Em primeiro plano, quanto a carência de investimentos no setor de educação, o economista britânico Jim O’Neill afirma que o automedicamento é um dos maiores causadores da expansão das superbactérias, pois o uso exagerado pode acabar agravando na formação de uma resistência à medicamentos. Além disso, ele também afirma sobre a preocupação de um futuro que pode se guiar parecido com o do século XIX, em que as pessoas morriam habitualmente por doenças como a peste e a febre amarela. A respeito disso, pode-se dizer que a fundamentação básica da educação é crucial para conter a previsão de O’Neill, bem como garantir que haja uma utilização consciente dos remédios. Concomitante ao supracitado, no que diz respeito ao uso das substâncias farmacêuticas como produtos de consumo de massa, pode-se afirmar que a utilização da mídia social e televisiva para a promoção do produto fabricado que possui o intuito de melhorar a saúde e do bem-estar dos indivíduos dispõe um grave risco. Sob esse viés, de acordo com um estudo da Agência Nacional de Vigilância Sanitária, as empresas farmacêuticas gastam aproximadamente 35% do valor das vendas apenas com o lançamento do “item”. Diante disso, verifica-se que a qualidade da propaganda é condizente ao interesse do público; captando, juntamente, que a importância de inserir o medicamento dentro da realidade atual é um fator de propagação do uso irresponsável das substâncias pelos telespectadores.

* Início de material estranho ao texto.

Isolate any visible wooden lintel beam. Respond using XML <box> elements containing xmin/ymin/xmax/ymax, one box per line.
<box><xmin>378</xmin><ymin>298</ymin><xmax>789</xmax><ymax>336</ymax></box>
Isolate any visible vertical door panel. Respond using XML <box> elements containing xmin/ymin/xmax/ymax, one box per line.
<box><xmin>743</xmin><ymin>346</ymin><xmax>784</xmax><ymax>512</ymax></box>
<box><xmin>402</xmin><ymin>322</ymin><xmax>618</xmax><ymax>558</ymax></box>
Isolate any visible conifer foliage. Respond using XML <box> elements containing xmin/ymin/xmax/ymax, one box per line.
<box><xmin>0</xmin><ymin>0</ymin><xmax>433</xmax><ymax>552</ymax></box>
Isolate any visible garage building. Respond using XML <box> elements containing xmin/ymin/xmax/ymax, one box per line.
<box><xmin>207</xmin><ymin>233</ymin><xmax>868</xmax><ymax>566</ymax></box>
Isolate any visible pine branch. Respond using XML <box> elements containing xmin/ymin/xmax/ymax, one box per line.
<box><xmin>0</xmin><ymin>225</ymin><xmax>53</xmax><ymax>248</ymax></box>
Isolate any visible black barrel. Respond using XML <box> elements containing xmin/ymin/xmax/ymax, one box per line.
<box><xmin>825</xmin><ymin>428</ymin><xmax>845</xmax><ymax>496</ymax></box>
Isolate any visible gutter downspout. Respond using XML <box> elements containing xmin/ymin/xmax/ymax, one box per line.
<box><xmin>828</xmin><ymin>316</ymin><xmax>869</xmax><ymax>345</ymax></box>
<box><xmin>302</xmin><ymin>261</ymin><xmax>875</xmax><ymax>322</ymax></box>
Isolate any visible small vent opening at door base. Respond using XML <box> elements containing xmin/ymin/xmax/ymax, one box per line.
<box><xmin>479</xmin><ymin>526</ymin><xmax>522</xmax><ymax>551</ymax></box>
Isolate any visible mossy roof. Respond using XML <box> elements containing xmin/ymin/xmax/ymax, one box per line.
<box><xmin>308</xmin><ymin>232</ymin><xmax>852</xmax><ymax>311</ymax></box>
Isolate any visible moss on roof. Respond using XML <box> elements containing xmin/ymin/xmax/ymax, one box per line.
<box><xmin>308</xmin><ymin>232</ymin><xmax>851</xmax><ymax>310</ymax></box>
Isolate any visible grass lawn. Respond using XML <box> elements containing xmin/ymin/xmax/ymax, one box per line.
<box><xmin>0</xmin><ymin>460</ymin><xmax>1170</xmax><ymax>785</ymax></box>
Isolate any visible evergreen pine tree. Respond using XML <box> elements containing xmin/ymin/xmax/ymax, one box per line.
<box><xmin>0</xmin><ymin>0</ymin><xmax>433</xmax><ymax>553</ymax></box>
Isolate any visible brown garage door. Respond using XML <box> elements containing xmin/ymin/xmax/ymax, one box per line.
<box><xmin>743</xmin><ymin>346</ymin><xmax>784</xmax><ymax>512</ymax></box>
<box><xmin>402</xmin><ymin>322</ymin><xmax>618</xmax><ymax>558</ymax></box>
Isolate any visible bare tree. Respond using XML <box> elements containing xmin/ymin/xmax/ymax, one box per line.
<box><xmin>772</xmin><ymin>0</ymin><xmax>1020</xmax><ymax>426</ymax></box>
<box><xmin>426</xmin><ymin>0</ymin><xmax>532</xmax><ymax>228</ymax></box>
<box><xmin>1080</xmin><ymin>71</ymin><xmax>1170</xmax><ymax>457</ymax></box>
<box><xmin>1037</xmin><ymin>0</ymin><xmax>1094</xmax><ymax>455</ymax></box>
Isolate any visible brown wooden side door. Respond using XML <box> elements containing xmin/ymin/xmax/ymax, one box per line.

Portanto, para efetiva solução desse cenário de automedicação, cabe ao Ministério da Educação, órgão federal fundado em 1930, providenciar o atendimento educacional adequado nos colégios de ensino público, por meio do Programa Saúde na Escola, a fim de garantir a participação de crianças e jovens na construção de uma saúde adequada, bem como na conscientização da relevância no uso de medicamentos sob receita médica e dos prejuízos desses remédios. Outrossim, concerne ao Ministério da Saúde, em união às mídias sociais e televisivas e às empresas farmacêuticas, desconstruir a imagem de que medicamento é algo “normal” e reconstruir o conceito de produto para o auxílio em caso de necessidade, mediante o uso de propagandas curtas, que visem promover um consumo responsável. Dessa maneira, evitar-se-á o futuro receoso de Jim O’Neill.